Libraries for JAX Ecosystem At DeepMind
Haiku: It is a neural network library for TensorFlow that helps in managing model parameters and other states. It allows users to use familiar object-oriented programming models and at the same time, harnesses the simplicity of JAX’s pure functional paradigm. It is built over the API for Sonnet, which is a module-based model for neural networks in TensorFlow.
Haiku is used by several researchers across the DeepMind community and Google as well. Some of its more popular use cases include external projects such as Coax, DeepChem and NumPyro. The team is now working on simplifying the porting from Sonnet to Haiku.
Optax: It is a gradient transformation library. Along with composition operators such as chain, Optax allows the implementation of several standard optimisers with just a line of code. It also offers facilities for stochastic gradient estimation and second-order optimisation. Some of its use cases include Elegy, Flax, and Stax frameworks.
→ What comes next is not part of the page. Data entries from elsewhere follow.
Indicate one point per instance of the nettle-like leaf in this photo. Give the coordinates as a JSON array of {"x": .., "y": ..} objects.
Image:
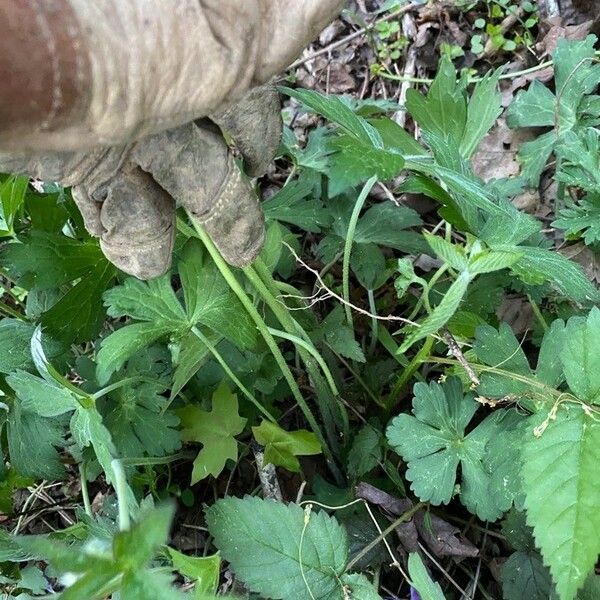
[
  {"x": 283, "y": 552},
  {"x": 580, "y": 356},
  {"x": 215, "y": 430},
  {"x": 560, "y": 477},
  {"x": 282, "y": 447},
  {"x": 421, "y": 580},
  {"x": 434, "y": 442},
  {"x": 576, "y": 75},
  {"x": 208, "y": 302}
]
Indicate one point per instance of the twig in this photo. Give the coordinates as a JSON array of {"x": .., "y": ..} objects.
[
  {"x": 266, "y": 474},
  {"x": 353, "y": 36},
  {"x": 460, "y": 357},
  {"x": 439, "y": 566},
  {"x": 331, "y": 294}
]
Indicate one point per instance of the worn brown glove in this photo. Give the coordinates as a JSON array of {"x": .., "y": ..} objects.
[
  {"x": 148, "y": 70},
  {"x": 126, "y": 193}
]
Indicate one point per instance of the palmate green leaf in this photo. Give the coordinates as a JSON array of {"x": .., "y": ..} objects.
[
  {"x": 120, "y": 566},
  {"x": 441, "y": 313},
  {"x": 434, "y": 442},
  {"x": 524, "y": 575},
  {"x": 152, "y": 300},
  {"x": 384, "y": 224},
  {"x": 44, "y": 398},
  {"x": 204, "y": 570},
  {"x": 15, "y": 340},
  {"x": 580, "y": 356},
  {"x": 137, "y": 418},
  {"x": 443, "y": 111},
  {"x": 45, "y": 260},
  {"x": 484, "y": 107},
  {"x": 351, "y": 163},
  {"x": 576, "y": 74},
  {"x": 579, "y": 163},
  {"x": 208, "y": 301},
  {"x": 421, "y": 580},
  {"x": 152, "y": 585},
  {"x": 215, "y": 430},
  {"x": 560, "y": 480},
  {"x": 282, "y": 447},
  {"x": 78, "y": 316},
  {"x": 534, "y": 107},
  {"x": 295, "y": 203},
  {"x": 192, "y": 354},
  {"x": 314, "y": 153},
  {"x": 32, "y": 443},
  {"x": 534, "y": 155},
  {"x": 121, "y": 345},
  {"x": 581, "y": 219},
  {"x": 278, "y": 550},
  {"x": 335, "y": 110},
  {"x": 396, "y": 137}
]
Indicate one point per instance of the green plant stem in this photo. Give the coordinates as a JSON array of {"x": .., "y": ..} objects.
[
  {"x": 264, "y": 332},
  {"x": 407, "y": 516},
  {"x": 358, "y": 378},
  {"x": 360, "y": 202},
  {"x": 312, "y": 350},
  {"x": 232, "y": 375},
  {"x": 120, "y": 483},
  {"x": 538, "y": 313},
  {"x": 84, "y": 490},
  {"x": 424, "y": 299},
  {"x": 421, "y": 356},
  {"x": 260, "y": 276},
  {"x": 374, "y": 321},
  {"x": 124, "y": 382}
]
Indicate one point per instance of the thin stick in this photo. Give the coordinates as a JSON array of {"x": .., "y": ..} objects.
[
  {"x": 360, "y": 202},
  {"x": 460, "y": 357},
  {"x": 332, "y": 294}
]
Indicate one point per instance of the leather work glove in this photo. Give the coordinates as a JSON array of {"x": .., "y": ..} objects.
[{"x": 141, "y": 90}]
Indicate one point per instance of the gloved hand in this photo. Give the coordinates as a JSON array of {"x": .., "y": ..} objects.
[
  {"x": 126, "y": 193},
  {"x": 120, "y": 70}
]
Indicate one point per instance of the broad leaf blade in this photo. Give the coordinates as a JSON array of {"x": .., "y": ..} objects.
[
  {"x": 274, "y": 553},
  {"x": 560, "y": 479}
]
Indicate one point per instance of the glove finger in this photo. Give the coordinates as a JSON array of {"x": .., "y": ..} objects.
[
  {"x": 255, "y": 125},
  {"x": 138, "y": 224},
  {"x": 194, "y": 165}
]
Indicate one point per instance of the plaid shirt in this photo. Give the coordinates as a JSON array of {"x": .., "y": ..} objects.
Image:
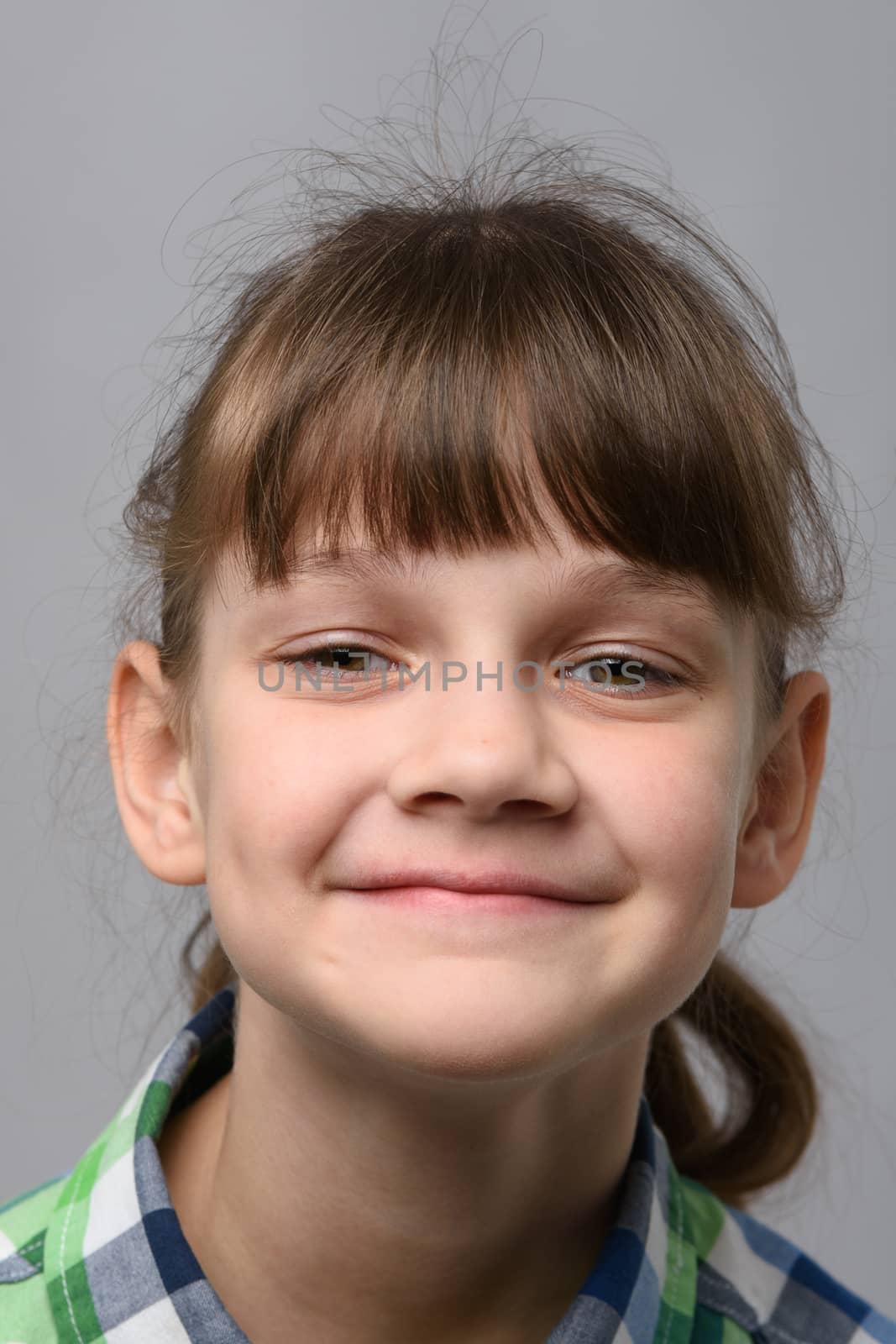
[{"x": 98, "y": 1253}]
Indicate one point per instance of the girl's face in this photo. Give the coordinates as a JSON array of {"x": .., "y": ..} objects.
[{"x": 627, "y": 792}]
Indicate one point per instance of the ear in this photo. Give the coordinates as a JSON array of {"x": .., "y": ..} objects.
[
  {"x": 152, "y": 777},
  {"x": 778, "y": 817}
]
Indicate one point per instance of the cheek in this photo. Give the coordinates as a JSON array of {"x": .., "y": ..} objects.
[
  {"x": 277, "y": 786},
  {"x": 671, "y": 811}
]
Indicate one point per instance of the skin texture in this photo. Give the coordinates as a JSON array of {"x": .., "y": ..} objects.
[{"x": 427, "y": 1121}]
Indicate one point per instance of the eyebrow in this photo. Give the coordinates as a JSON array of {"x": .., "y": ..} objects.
[{"x": 607, "y": 580}]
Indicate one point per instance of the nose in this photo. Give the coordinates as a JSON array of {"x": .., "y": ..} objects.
[{"x": 483, "y": 753}]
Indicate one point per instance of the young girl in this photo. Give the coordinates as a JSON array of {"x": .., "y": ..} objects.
[{"x": 493, "y": 564}]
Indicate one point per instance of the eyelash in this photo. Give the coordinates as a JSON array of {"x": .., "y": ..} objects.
[{"x": 647, "y": 669}]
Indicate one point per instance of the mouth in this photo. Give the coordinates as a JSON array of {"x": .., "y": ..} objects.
[{"x": 497, "y": 887}]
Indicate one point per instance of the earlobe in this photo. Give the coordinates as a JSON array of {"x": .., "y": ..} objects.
[
  {"x": 777, "y": 823},
  {"x": 154, "y": 790}
]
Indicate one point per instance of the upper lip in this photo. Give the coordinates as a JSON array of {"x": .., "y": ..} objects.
[{"x": 490, "y": 880}]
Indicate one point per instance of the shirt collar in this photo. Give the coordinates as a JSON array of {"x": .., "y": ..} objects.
[{"x": 116, "y": 1257}]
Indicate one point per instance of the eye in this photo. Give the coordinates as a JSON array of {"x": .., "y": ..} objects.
[
  {"x": 354, "y": 665},
  {"x": 614, "y": 672},
  {"x": 618, "y": 674}
]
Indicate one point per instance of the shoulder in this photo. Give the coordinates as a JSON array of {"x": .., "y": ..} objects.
[
  {"x": 768, "y": 1287},
  {"x": 26, "y": 1315}
]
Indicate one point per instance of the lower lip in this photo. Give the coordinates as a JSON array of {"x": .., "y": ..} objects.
[{"x": 472, "y": 902}]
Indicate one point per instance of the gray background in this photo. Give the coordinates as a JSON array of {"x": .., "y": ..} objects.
[{"x": 125, "y": 124}]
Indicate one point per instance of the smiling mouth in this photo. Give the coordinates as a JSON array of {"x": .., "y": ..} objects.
[{"x": 450, "y": 900}]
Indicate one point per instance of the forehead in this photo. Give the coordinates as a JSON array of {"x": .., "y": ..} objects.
[{"x": 560, "y": 569}]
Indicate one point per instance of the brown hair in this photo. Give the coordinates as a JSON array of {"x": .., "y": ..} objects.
[{"x": 375, "y": 362}]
RLax: Since many of the research projects at DeepMind are based on deep reinforcement learning (deep learning and reinforcement learning), RLax proves to be a library that provides building blocks for creating RL agents. The components in the RLax library include several algorithms such as TD-learning, policy gradients, MAP, non-linear value transformation, actor critics, general value functions, proximal policy optimisation, among others.
Chex: Chex is a collection of testing facilities that help users to verify the correctness of the experimental code. It provides a range of utilities that include JAX data types, multi-device test environments, and mocks and fakes. Some of its use cases are Coax and MineRL.
Jraph: It is a lightweight library that supports working with graph neural networks. Jraph provides a standardised data structure for graphs and a ‘zoo’ of easy and extensible neural networks. Some of its features include JIT-compilation support using padding and masking, GraphTuples to leverage hardware accelerators, and defined losses over input partitions.
Wrapping Up
DeepMind Engineers believe that JAX library will greatly improve and accelerate their research efforts by building tools, scaling algorithms, and creating challenging environments for training and testing of AI systems.